The Relevant "Information" is the Information on which Relator’s Allegations Are Based. In what should have been an obvious conclusion (which became difficult only because so many lower courts got it wrong), the Supreme Court held that the "information" which the relator must have "direct and independent knowledge" of is the information on which the relator’s allegations are based. The Court rejected the interpretation that the information was information that had been "publicly disclosed." In doing so, the Court properly based qui tam jurisdiction—and the significant bounties that go with such jurisdiction—on knowledge of fraudulent claims, not knowledge of what was disclosed by the media. Justice Stevens’ dissent on this issue simply misconstrues the purpose and intent of qui tam enforcement.

The Relator Must Have Knowledge of the Allegations in Each Amended Complaint, Including Those in the Pretrial Order. The next ambiguity the Court addressed was which of relator’s allegations were the relevant ones—the original complaint, the amended complaint, or the pretrial order. The Court relied on Rule 16(e), which deems claims included in a final pretrial order to amend previous pleadings and to supersede and "control the subsequent course of the action." Id. at 16 (quoting Fed. Rule Civ. Proc. 16(e)). The Court specifically rejected the argument advanced by Stone that he only had to have knowledge of the allegations in his original complaint. The Court also rejected the government’s policy concern that this focus risked dividing the government from relators on trial strategy, stating that this concern "would not induce us to determine jurisdiction on the basis of whether the relator is an original source of information underlying allegations that he no longer makes." Id. at 17.

As for this particular case, which went all the way to trial and verdict, the Court held that under Federal Rule 16(e), the final pretrial order supercedes all prior pleading and is, essentially, the final amendment to the complaint. Since the relator must satisfy the jurisdictional requirement—by having direct and independent knowledge of publicly disclosed allegations—at every stage of the case, Mr. Stone must have direct and independent knowledge of the allegations finally submitted to the jury. Stone did not have such knowledge, and thus his claim lacked jurisdiction.

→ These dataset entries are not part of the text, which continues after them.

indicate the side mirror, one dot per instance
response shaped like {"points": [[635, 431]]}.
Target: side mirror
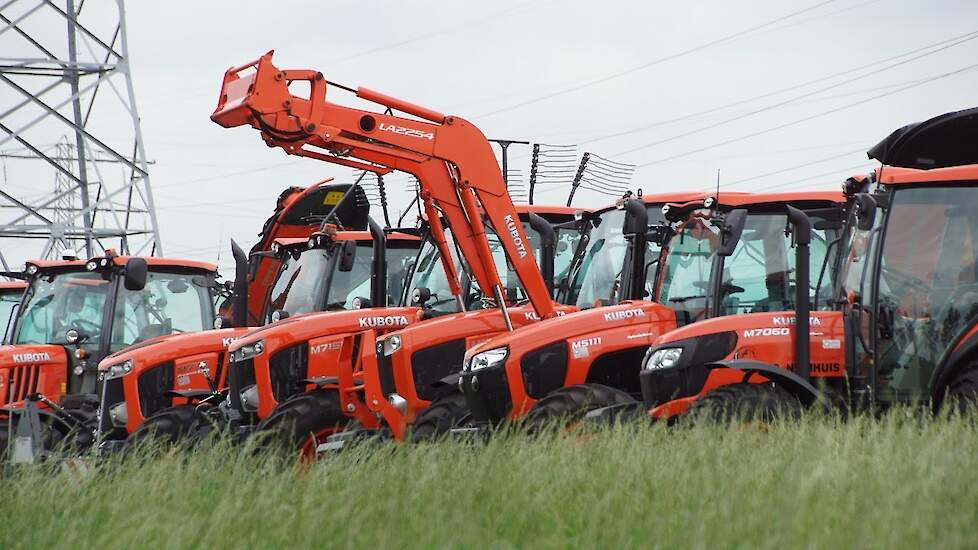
{"points": [[865, 211], [136, 273], [733, 227], [658, 234], [348, 254], [420, 296]]}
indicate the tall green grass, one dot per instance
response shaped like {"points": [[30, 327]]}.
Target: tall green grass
{"points": [[899, 482]]}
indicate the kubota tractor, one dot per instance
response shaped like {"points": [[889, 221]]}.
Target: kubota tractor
{"points": [[897, 323], [459, 179], [167, 388], [564, 368], [72, 314], [10, 294]]}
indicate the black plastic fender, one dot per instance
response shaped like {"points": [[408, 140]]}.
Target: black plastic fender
{"points": [[796, 385]]}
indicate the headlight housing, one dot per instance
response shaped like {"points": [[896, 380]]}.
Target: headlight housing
{"points": [[248, 351], [118, 370], [119, 415], [664, 358], [488, 359], [249, 398], [391, 344]]}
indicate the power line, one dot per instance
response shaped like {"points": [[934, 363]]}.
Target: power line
{"points": [[811, 117], [971, 36], [646, 65], [779, 91]]}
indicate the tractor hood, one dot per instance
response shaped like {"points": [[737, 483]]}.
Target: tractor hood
{"points": [[945, 140]]}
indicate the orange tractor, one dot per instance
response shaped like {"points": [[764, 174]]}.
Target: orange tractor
{"points": [[157, 388], [567, 367], [10, 294], [72, 314], [460, 182], [897, 322]]}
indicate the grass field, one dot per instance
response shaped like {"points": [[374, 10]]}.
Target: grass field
{"points": [[900, 482]]}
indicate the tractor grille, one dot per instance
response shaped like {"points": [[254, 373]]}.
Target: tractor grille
{"points": [[544, 369], [20, 382], [241, 374], [385, 370], [429, 366], [287, 368], [153, 387]]}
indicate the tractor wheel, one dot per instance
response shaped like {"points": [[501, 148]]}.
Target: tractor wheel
{"points": [[572, 403], [169, 426], [745, 402], [962, 391], [450, 411], [301, 422]]}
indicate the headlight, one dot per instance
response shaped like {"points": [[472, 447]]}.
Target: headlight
{"points": [[119, 415], [118, 370], [391, 344], [248, 351], [664, 358], [249, 398], [487, 359]]}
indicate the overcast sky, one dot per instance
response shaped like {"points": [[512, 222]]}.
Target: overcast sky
{"points": [[682, 88]]}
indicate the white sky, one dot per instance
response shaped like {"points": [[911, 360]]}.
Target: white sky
{"points": [[483, 60]]}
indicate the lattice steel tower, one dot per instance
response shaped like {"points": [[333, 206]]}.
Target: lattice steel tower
{"points": [[74, 170]]}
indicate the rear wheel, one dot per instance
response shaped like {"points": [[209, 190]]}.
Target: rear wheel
{"points": [[168, 426], [745, 402], [437, 420], [572, 403], [302, 422], [962, 392]]}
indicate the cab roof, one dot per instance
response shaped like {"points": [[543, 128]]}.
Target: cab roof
{"points": [[894, 175], [152, 261]]}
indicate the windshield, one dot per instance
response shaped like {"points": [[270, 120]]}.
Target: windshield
{"points": [[758, 276], [598, 272], [62, 300], [300, 282], [8, 304], [429, 273], [169, 303]]}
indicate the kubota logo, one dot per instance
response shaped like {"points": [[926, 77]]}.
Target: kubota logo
{"points": [[385, 321], [515, 234], [624, 314], [402, 131], [329, 346], [752, 332], [32, 357]]}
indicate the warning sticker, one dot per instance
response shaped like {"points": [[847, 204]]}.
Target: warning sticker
{"points": [[333, 198]]}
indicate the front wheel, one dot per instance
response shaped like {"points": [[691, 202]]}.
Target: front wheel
{"points": [[572, 403], [745, 402], [300, 423], [437, 420]]}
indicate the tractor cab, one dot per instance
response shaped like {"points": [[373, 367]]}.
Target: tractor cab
{"points": [[332, 271], [74, 313]]}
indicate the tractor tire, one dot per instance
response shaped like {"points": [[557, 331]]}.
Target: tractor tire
{"points": [[962, 391], [301, 422], [169, 426], [570, 404], [450, 411], [745, 403]]}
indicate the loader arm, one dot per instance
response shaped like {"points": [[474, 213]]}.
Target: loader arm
{"points": [[451, 158]]}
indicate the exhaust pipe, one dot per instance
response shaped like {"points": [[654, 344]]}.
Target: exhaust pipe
{"points": [[239, 306], [636, 224], [378, 271], [803, 237], [548, 242]]}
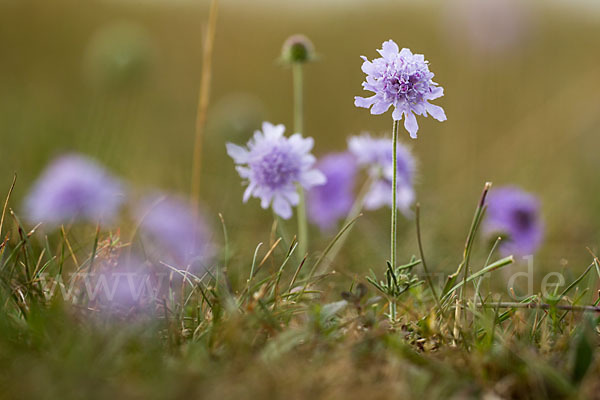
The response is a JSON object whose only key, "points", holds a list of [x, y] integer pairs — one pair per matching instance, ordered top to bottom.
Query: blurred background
{"points": [[118, 80]]}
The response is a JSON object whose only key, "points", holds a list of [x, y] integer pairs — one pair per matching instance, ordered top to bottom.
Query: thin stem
{"points": [[203, 98], [298, 128], [394, 194], [394, 210], [422, 253]]}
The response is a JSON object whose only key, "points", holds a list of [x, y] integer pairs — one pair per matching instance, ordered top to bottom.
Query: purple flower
{"points": [[402, 79], [376, 154], [274, 165], [74, 187], [328, 203], [515, 214], [173, 233], [124, 285]]}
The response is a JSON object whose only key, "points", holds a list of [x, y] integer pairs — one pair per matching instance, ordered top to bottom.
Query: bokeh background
{"points": [[118, 80]]}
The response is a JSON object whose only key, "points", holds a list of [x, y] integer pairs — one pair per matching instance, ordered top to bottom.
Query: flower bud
{"points": [[297, 49]]}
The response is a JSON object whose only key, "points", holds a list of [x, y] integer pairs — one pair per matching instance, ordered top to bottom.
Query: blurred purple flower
{"points": [[402, 79], [376, 155], [273, 165], [74, 187], [328, 203], [514, 214], [174, 234], [124, 286]]}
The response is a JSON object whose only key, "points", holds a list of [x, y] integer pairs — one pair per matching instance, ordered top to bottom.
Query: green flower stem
{"points": [[298, 128], [394, 194], [394, 211]]}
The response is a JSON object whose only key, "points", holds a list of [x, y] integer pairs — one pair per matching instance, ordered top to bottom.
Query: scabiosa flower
{"points": [[402, 79], [376, 155], [273, 165], [74, 187], [328, 203], [514, 214], [174, 233], [124, 285]]}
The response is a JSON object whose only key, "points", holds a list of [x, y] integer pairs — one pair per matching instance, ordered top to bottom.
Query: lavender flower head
{"points": [[402, 79], [376, 154], [273, 165], [74, 187], [328, 203], [514, 214], [173, 233], [124, 285]]}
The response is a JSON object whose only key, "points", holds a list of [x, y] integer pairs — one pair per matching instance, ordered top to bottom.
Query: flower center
{"points": [[407, 81], [276, 169], [523, 219]]}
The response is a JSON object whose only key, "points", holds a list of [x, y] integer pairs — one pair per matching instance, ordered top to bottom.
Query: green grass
{"points": [[264, 324], [285, 333]]}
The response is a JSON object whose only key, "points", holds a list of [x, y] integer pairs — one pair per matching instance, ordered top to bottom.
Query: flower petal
{"points": [[389, 50], [364, 102], [380, 107], [436, 112], [410, 124], [238, 153], [311, 178], [282, 207]]}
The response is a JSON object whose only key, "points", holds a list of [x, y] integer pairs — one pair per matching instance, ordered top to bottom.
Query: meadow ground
{"points": [[217, 299]]}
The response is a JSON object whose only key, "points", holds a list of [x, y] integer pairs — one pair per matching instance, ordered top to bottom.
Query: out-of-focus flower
{"points": [[297, 49], [402, 79], [376, 154], [273, 165], [74, 187], [328, 203], [514, 214], [173, 233], [124, 285]]}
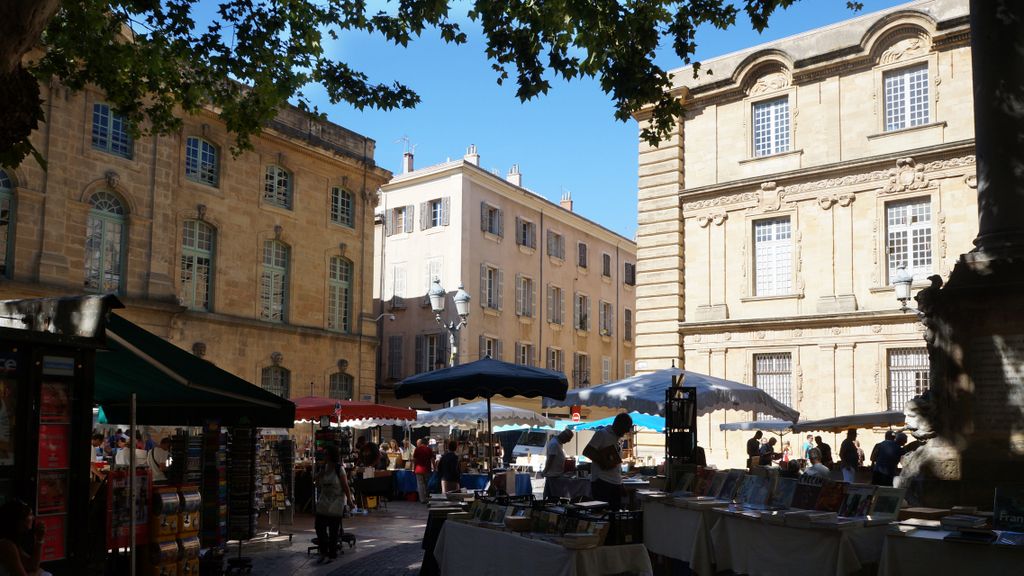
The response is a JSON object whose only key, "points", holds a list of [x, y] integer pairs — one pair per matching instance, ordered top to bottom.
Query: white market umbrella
{"points": [[645, 393], [470, 415]]}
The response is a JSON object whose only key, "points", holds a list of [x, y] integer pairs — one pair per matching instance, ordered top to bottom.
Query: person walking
{"points": [[605, 452], [848, 456], [423, 465], [333, 492]]}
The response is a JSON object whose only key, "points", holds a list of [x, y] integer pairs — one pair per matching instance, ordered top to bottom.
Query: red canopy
{"points": [[312, 407]]}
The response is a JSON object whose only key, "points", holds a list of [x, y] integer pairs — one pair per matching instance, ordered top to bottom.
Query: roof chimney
{"points": [[514, 176]]}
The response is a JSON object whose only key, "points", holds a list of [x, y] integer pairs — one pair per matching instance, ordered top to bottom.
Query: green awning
{"points": [[174, 387]]}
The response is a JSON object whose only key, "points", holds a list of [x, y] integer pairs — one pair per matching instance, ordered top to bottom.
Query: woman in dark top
{"points": [[449, 468]]}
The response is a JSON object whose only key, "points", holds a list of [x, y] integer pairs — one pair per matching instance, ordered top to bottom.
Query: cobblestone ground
{"points": [[387, 543]]}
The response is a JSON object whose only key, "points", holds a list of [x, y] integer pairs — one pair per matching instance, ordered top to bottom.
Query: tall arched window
{"points": [[6, 221], [104, 244], [197, 263], [273, 282], [339, 298], [276, 379], [341, 386]]}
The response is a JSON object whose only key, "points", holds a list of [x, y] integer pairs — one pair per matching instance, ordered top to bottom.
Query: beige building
{"points": [[804, 173], [260, 262], [549, 287]]}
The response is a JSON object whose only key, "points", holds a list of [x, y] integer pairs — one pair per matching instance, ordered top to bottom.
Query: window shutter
{"points": [[501, 288], [420, 353]]}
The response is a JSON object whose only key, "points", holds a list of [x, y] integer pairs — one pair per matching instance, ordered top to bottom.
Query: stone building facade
{"points": [[772, 222], [261, 262], [549, 287]]}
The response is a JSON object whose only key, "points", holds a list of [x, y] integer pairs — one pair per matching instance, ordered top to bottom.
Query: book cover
{"points": [[781, 496], [830, 497], [857, 500], [1008, 508]]}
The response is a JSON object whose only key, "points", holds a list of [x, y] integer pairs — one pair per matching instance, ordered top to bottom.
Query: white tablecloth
{"points": [[679, 533], [754, 547], [464, 549], [925, 552]]}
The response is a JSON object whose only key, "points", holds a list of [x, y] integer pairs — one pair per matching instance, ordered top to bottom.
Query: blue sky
{"points": [[567, 139]]}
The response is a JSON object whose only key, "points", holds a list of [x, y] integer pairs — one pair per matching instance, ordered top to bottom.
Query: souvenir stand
{"points": [[47, 358]]}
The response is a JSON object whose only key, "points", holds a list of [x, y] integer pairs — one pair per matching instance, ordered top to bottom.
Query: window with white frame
{"points": [[906, 97], [771, 126], [110, 131], [202, 161], [278, 187], [342, 207], [525, 233], [908, 236], [104, 244], [556, 245], [772, 257], [197, 263], [273, 282], [491, 287], [524, 296], [339, 297], [556, 304], [581, 312], [555, 360], [773, 373], [908, 375], [276, 380], [341, 386]]}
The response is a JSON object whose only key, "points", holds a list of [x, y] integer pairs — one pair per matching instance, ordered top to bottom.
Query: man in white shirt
{"points": [[605, 453], [554, 464]]}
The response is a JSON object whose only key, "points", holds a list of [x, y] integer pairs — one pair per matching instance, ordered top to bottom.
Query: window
{"points": [[906, 97], [771, 126], [110, 131], [202, 164], [342, 207], [6, 219], [491, 219], [398, 220], [525, 233], [908, 236], [104, 244], [556, 245], [772, 257], [197, 264], [492, 280], [273, 282], [339, 295], [523, 296], [556, 304], [581, 312], [605, 318], [491, 347], [431, 353], [524, 354], [394, 358], [555, 360], [581, 370], [773, 373], [908, 375], [276, 379], [341, 386]]}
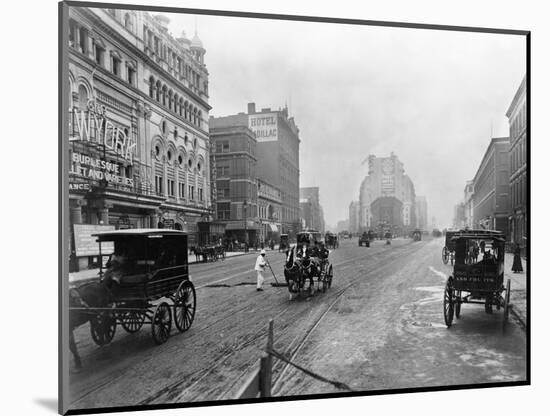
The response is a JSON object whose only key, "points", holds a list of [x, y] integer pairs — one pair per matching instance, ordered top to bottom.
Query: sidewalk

"Claim Smuggling" is Prohibited. The Court also rejected Stone’s argument that, because he did have direct and independent knowledge—and thus jurisdiction—over some claims, he satisfied the jurisdictional requirement for all claims. Justice Scalia, citing a long line of cases, rejected that argument but with a new term: "claim smuggling" (a term we thought was reserved by the Court for those attempting to add arguments not included in a grant of certiorari). Essentially, the Court held that jurisdiction under Section 3730(e)(4) had to be determined on a claim-by-claim basis.

Government Intervention Allows the Government to Proceed But Does Not Cure the Relator’s Jurisdictional Defect. Since the government intervened in this case and prevailed, the relator argued that such intervention "cured" the relator’s jurisdictional defects. Justice Scalia had no problem rejecting that argument, holding that the relator’s proceeding and the government’s proceeding were separate and distinct, even where (as here) the government intervenes in the relator’s case. This "common sense" approach avoided the possibility, raised at oral argument, that if the relator did not have jurisdiction, the government’s verdict could be overturned. Practitioners will need to determine what effect this holding has on other FCA issues, such as the recent Second Circuit ruling that a DOJ complaint does not relate back to an earlier qui tam complaint.


The Rockwell decision reflects a common sense reading of both the language and the purpose of the 1986 amendments to the False Claims Act. Congress added Section 3730(e)(4) to cut off parasitic suits, intending that the government should only pay the bounties it offers for successful claims, not inaccurate predictions or worthless allegations. The enormous costs of defending FCA claims should only be imposed if jurisdiction exists. Justice Scalia’s opinion has brought the original source concept back to its roots.